De enige Zweedse kornoelje

Botanicus Fred Bos uit Winterswijk meldde dat hij plantkundigen Louis-Jan van den Berg en Benno te Linde rond zou leiden in Drenthe. Of ik meewilde. Natuurlijk wilde ik mee. Fred kende ’s lands enige groeiplek – afgezien misschien van een enkele heemtuin – waar de Zweedse kornoelje het uithoudt. In een loofbosje, dat ze beschermt tegen het agrarische geweld, houden deze fraaie plantjes het dapper vol. Elk jaar is het weer de vraag of ze de inwaaiende stikstof overleven. Zweedse kornoelje verdraagt geen stikstof.
We vonden ze met moeite: klein en groen tussen graspollen pijpestrootje. Ze bloeiden niet, op een enkele na, die net uitkwam. Het was 18 mei, maar vanwege de koude lente zouden ze dat misschien later doen. Ze bloeien niet ieder jaar, althans niet even uitbundig. Maar juist het koele voorjaar gaf kansen, want de Zweedse kornoelje is een vrij noordelijke soort, de naam zegt het al. Fred vroeg of ik later nog eens wilde kijken.
De plek is ook gezegend met wat zevensterren, eveneens een zeldzaam plantje van vochtige bosgrond. Louis-Jan en Benno lagen intussen op hun knieën de vegetatie van dichtbij door een loep te bekijken en sloegen af en toe een blijde ontdekkingskreet. Dan vonden ze een bijzonder mos of een zeldzame zegge. Ook veenbies stond er in enkele polletjes.

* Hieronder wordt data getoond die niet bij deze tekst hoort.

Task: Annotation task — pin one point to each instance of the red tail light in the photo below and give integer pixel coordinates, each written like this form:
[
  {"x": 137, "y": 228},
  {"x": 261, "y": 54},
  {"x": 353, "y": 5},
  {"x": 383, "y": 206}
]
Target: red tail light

Het ging regenen en we togen naar andere unieke groeiplekken van schaarse planten. Zulke planten kunnen in juiste omstandigheden talrijk zijn, maar Nederland heeft zichzelf ervoor onmogelijk gemaakt. We hebben er te veel vee voor. Onze miljoenen runderen en varkens vreten het Braziliaanse regenwoud tegen de vlakte, en poepen het hier uit, alvorens ze levend of dood aan het buitenland verkocht worden. Wij houden de stikstofrijke mest die de planten aan obesitas doet sterven.
Van de week ging ik nog eens kijken. Toch weer even zoeken, maar ja hoor, daar stonden ze te bloeien. Klein maar fijn.